While the trend continues to make wafers thinner, one problem that makes it difficult to achieve and maintain such high processing throughput is the potential for wafer breakage. If a wafer breaks during processing, in many cases an operator must intervene to clean out the debris. Such events, if frequent, can seriously affect the line throughput and increase the cost of processing.

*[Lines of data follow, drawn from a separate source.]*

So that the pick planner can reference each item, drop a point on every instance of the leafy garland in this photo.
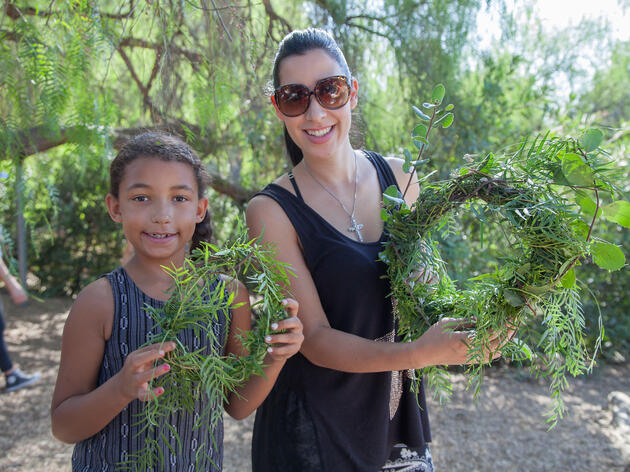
(197, 301)
(541, 196)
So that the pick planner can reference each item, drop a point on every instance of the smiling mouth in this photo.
(318, 132)
(160, 235)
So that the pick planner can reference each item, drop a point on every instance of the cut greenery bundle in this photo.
(547, 197)
(198, 301)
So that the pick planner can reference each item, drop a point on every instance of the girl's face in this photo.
(158, 207)
(319, 132)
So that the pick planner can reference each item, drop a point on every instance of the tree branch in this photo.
(15, 13)
(41, 138)
(141, 43)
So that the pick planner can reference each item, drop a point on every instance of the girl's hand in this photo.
(286, 344)
(445, 343)
(139, 368)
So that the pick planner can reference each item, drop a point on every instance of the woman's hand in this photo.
(447, 343)
(287, 343)
(139, 369)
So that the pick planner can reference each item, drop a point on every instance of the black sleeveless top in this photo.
(318, 419)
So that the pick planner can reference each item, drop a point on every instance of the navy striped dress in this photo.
(113, 447)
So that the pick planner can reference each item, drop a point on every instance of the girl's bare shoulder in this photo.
(94, 307)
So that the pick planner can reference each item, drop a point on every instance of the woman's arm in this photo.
(334, 349)
(79, 408)
(282, 346)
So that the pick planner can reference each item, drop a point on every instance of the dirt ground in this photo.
(503, 431)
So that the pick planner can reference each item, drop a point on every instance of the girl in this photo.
(344, 403)
(156, 193)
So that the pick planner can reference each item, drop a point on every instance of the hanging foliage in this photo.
(546, 197)
(198, 301)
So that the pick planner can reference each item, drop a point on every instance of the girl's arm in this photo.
(281, 347)
(79, 408)
(334, 349)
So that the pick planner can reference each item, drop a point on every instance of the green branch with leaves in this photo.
(546, 197)
(199, 301)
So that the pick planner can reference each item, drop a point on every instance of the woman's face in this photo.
(319, 132)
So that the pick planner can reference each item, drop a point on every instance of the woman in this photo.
(344, 403)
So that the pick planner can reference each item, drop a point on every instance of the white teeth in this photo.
(319, 132)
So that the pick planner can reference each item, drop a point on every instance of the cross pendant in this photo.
(356, 227)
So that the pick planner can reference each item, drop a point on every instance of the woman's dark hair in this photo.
(165, 147)
(298, 43)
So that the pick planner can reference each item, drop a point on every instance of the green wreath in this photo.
(192, 305)
(533, 193)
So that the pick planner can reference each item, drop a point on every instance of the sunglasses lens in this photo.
(292, 100)
(332, 92)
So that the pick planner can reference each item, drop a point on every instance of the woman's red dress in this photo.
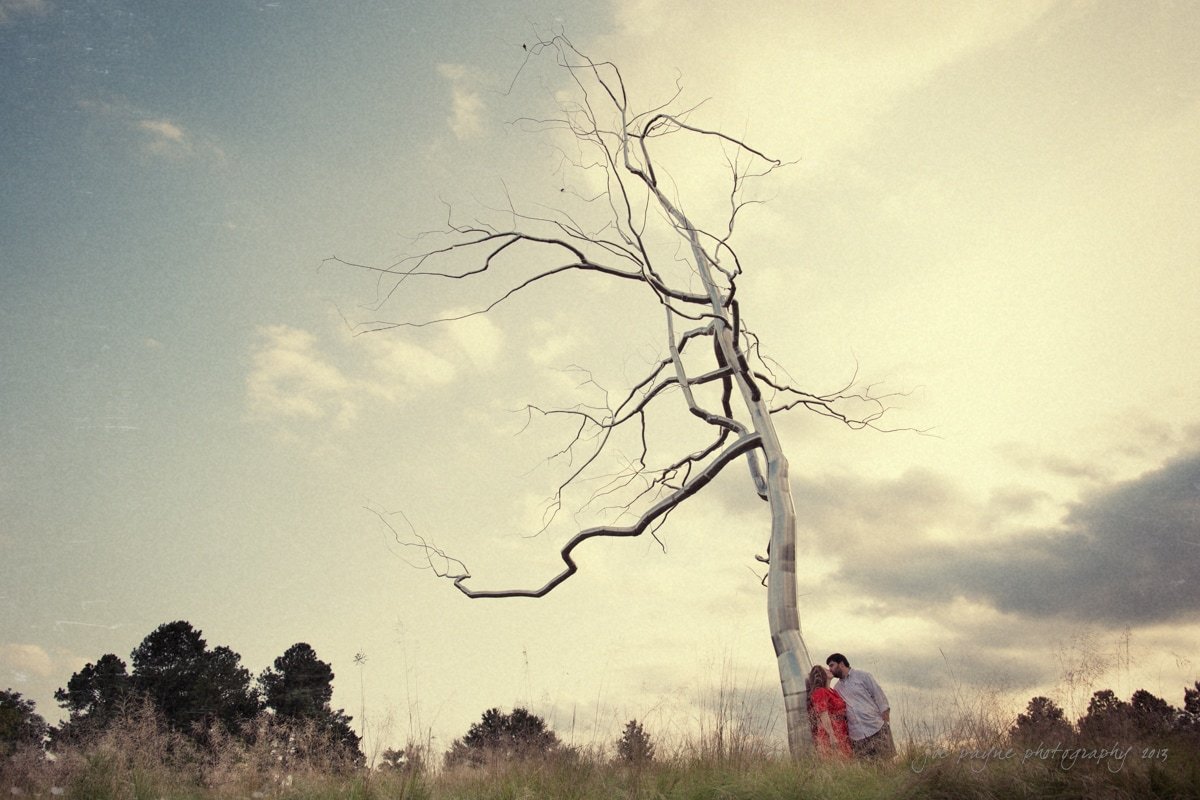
(828, 701)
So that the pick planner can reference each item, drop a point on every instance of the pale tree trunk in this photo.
(621, 251)
(783, 611)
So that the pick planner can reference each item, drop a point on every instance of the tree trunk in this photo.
(783, 612)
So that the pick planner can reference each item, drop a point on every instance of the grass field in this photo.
(139, 758)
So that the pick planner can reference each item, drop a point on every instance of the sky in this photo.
(988, 211)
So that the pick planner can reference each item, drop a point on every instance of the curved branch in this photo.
(664, 506)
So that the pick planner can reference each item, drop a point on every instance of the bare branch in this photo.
(640, 527)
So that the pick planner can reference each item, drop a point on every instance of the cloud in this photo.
(1127, 553)
(10, 10)
(169, 139)
(299, 379)
(24, 660)
(467, 103)
(835, 68)
(291, 379)
(155, 134)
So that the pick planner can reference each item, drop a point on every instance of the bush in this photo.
(498, 737)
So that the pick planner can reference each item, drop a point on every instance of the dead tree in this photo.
(711, 364)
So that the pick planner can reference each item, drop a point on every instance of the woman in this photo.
(827, 715)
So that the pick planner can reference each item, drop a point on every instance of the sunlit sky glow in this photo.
(991, 211)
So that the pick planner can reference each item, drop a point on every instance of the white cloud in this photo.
(467, 103)
(298, 378)
(293, 380)
(27, 660)
(155, 134)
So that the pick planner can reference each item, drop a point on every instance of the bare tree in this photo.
(634, 228)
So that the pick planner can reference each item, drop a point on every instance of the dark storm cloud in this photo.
(1128, 553)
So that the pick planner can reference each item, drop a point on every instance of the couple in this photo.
(852, 719)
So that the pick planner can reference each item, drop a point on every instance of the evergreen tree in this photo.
(1108, 717)
(299, 690)
(503, 737)
(1043, 722)
(1152, 715)
(192, 686)
(19, 723)
(95, 695)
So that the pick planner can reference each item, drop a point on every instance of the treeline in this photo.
(203, 693)
(1109, 719)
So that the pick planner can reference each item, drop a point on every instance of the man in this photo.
(867, 710)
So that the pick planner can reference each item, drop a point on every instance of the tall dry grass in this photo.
(736, 755)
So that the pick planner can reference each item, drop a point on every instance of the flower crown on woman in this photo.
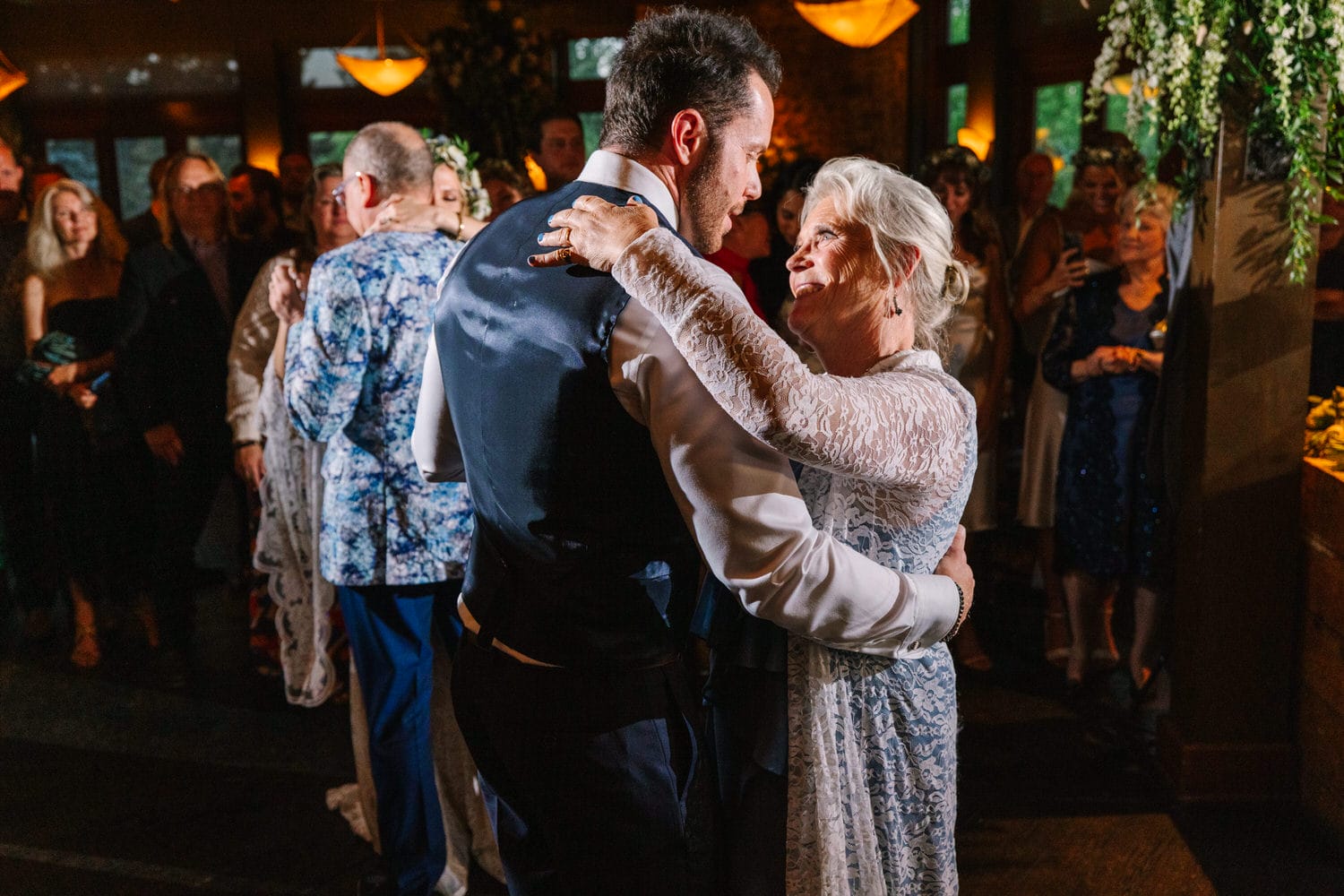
(457, 155)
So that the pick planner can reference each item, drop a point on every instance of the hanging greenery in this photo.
(1277, 66)
(494, 77)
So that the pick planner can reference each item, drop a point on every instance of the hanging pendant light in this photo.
(10, 77)
(383, 75)
(857, 23)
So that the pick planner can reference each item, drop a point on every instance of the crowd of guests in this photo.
(266, 339)
(150, 373)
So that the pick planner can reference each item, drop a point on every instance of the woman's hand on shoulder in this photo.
(594, 233)
(64, 375)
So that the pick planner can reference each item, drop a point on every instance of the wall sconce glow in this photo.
(975, 142)
(383, 75)
(1124, 85)
(857, 23)
(10, 77)
(534, 174)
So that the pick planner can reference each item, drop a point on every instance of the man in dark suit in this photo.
(597, 465)
(185, 297)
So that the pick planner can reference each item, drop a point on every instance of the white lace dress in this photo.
(287, 548)
(873, 758)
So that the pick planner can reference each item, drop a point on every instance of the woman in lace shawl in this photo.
(889, 441)
(273, 458)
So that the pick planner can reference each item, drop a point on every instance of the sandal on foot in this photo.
(86, 653)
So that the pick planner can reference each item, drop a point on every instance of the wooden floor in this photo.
(112, 786)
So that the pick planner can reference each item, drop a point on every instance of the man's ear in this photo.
(370, 190)
(688, 136)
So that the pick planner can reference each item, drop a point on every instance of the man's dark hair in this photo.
(263, 185)
(683, 59)
(556, 113)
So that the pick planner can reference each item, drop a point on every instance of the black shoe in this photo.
(174, 669)
(376, 883)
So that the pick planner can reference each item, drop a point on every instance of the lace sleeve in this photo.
(900, 427)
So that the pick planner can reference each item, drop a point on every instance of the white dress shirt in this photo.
(737, 495)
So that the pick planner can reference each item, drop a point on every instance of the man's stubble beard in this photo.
(702, 218)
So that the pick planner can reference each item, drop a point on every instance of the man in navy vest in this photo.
(599, 463)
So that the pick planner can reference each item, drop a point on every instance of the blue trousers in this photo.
(390, 629)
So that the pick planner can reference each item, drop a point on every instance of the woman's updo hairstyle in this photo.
(908, 225)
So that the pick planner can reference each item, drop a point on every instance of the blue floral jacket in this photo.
(352, 376)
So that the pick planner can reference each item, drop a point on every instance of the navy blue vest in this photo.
(580, 555)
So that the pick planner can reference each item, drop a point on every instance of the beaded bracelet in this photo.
(961, 610)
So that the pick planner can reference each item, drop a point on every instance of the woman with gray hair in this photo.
(890, 445)
(1105, 354)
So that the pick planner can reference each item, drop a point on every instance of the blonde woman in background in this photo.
(89, 463)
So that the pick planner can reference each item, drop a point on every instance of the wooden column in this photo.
(1320, 721)
(1236, 373)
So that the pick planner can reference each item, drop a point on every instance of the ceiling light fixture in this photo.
(383, 74)
(857, 23)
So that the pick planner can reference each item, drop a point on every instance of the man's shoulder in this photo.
(379, 247)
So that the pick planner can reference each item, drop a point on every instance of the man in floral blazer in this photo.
(390, 541)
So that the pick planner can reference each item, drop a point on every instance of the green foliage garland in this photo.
(494, 78)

Some previous attempts at detecting defects in semiconductor wafers have been made. For example, U.S. Patent Pub. No. 2004/0206891 to Ma et al. describes a non-destructive process for detecting defects in a semiconductor wafer such as micropipes and screw dislocations by illuminating the wafer with polarized light. However, Ma et al. do not detail the possible light sources that are used, and the ability to transmit visible light through wafers comprised of materials other than the SiC material described by Ma et al. may be limited. So a reliable way of detecting defects in wafers comprised of other types of materials is not possible based on Ma et al.'s teachings. Moreover, Ma et al. are limited to analyzing sub-regions of a wafer and do not allow for rapid scanning of an entire wafer at a time. Still further, polarized light from Ma et al.'s system may enter a wafer at oblique angles, especially in compact systems, which can further degrade the performance of the polarization measurement.
Therefore, there remains a need for methods to detect defects in starting wafers that can lead to breakages, and particularly methods that can be implemented before or together with other in-line processes.